The carry trade, in plain terms
Underneath the election story sits a more structural one: Colombia's central bank (Banco de la República) raised its policy rate to 12% in June, resuming a tightening cycle aimed at persistent inflation. A 12% peso rate against a U.S. federal funds rate sitting in the mid-3% range is a real, meaningful yield gap — the kind that draws in money simply chasing return, independent of anyone's view on Colombian politics. That gap is what analysts mean when they call the current rate level "supportive of long peso positions": every month you hold pesos at that rate, you're being paid a lot more than you would be to hold dollars, before any currency movement at all.
The case against
The speed of the reversal is itself a warning sign, not just a headline. A currency that was the worst performer in its peer group in May and the best in June didn't get there on a gradual re-rating — it got there because several forces (high rates, an election result, strong remittances, firm oil prices) all lined up in the same direction at once. Analysts covering the move have been explicit that a rally assembled that quickly from several independent factors can come apart just as fast if even one of them reverses.
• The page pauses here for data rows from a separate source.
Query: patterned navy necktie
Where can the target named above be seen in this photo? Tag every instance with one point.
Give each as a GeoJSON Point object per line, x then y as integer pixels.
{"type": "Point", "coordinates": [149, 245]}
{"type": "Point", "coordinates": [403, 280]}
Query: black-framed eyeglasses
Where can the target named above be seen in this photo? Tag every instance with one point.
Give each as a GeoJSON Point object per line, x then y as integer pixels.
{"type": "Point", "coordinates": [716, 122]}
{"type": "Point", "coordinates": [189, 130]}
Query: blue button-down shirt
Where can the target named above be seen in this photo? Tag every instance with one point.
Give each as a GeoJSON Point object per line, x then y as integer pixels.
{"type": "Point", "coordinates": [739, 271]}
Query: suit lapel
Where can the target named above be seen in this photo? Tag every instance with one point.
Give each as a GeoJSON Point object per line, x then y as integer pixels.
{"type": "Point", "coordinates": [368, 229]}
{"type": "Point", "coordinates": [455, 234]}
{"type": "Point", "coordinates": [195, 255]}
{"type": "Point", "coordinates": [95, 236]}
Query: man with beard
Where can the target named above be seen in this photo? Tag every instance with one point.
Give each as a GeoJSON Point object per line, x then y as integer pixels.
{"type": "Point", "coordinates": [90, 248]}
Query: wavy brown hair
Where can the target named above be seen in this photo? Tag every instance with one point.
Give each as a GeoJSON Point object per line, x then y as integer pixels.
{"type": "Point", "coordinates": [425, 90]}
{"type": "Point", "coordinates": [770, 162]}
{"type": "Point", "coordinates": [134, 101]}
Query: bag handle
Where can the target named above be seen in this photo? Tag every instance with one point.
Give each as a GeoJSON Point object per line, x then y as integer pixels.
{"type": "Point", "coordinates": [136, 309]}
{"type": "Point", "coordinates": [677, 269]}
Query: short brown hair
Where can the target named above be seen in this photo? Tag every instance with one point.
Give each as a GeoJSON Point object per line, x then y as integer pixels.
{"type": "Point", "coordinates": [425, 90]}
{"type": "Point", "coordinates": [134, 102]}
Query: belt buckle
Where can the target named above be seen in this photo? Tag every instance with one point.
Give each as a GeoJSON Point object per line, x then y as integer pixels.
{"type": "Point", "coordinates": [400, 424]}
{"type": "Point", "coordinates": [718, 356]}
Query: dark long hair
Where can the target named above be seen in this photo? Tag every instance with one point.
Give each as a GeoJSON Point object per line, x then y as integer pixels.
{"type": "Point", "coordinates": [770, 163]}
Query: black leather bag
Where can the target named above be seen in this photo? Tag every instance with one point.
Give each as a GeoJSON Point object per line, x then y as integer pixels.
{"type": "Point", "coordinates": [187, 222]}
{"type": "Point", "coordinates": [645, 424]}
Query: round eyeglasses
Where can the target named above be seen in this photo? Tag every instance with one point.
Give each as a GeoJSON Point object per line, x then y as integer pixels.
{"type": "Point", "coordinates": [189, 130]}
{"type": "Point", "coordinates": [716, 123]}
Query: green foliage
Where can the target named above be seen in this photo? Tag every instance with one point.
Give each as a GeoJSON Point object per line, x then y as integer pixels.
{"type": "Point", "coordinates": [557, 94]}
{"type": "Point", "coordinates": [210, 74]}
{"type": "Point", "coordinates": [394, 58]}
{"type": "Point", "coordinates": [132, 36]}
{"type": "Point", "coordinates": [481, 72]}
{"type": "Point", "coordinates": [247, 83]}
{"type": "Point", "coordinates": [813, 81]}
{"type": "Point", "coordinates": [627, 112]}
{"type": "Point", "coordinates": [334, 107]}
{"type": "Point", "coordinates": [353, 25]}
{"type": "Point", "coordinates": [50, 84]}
- The fiscal picture hasn't actually changed yet. Colombia ran a fiscal deficit of 6.4% of GDP the year before the election — a real structural weakness that a change in the presidency doesn't fix by itself. The market has priced in an expectation of fiscal consolidation from the incoming administration; it hasn't happened yet.
- The new government has to deliver, not just win. De la Espriella takes office August 7. Cabinet appointments and the administration's first concrete fiscal signals are what determine whether the rally's premise holds up, and markets that price in a policy shift early can be disappointed by the reality of governing.
- A strong peso squeezes the export side of the economy — coffee, flowers, and oil producers earn in dollars and convert to fewer pesos as the currency strengthens, a real drag on a meaningful part of Colombia's economy that can eventually feed back into growth and, indirectly, the currency itself.
- Rate cuts would remove the carry trade's engine. The 12% policy rate is doing real work in this story. If inflation cools enough for Banco de la República to start cutting, the yield gap that's drawing money in narrows, and with it, part of the case.
How people actually get exposure
For a retail investor, "buying COP" isn't usually a single transaction — it's a choice among a few practical routes:
- Holding pesos in a Colombian bank account. The simplest form of exposure, though idle cash doesn't capture the carry-trade yield. See our guide on opening a Colombian bank account as a foreigner.
- A peso-denominated CDT (Certificado de Depósito a Término) — a fixed-term deposit Colombian banks offer, the retail vehicle that actually captures something close to the policy-rate yield rather than just currency movement.
- Colombian government bonds (TES), generally more accessible to institutional or larger individual investors than a retail bank product.
- Indirect exposure through peso-denominated assets — a Colombian property, most obviously, which combines currency exposure with the separate investment case covered in our real estate pillar.
The honest summary
The bull case for the peso right now is real and data-backed: a genuine double-digit yield advantage, a political catalyst that already delivered, and a currency that just posted its best run against the dollar in a decade. The bear case is just as real: that entire move was assembled quickly from a handful of forces that can unwind as fast as they aligned, sitting on top of a fiscal deficit the new government hasn't actually fixed yet. Both of those things are true at the same time, which is precisely why this is a currency call and not a certainty — check the current rate and policy backdrop before acting on any of it, since both move fast.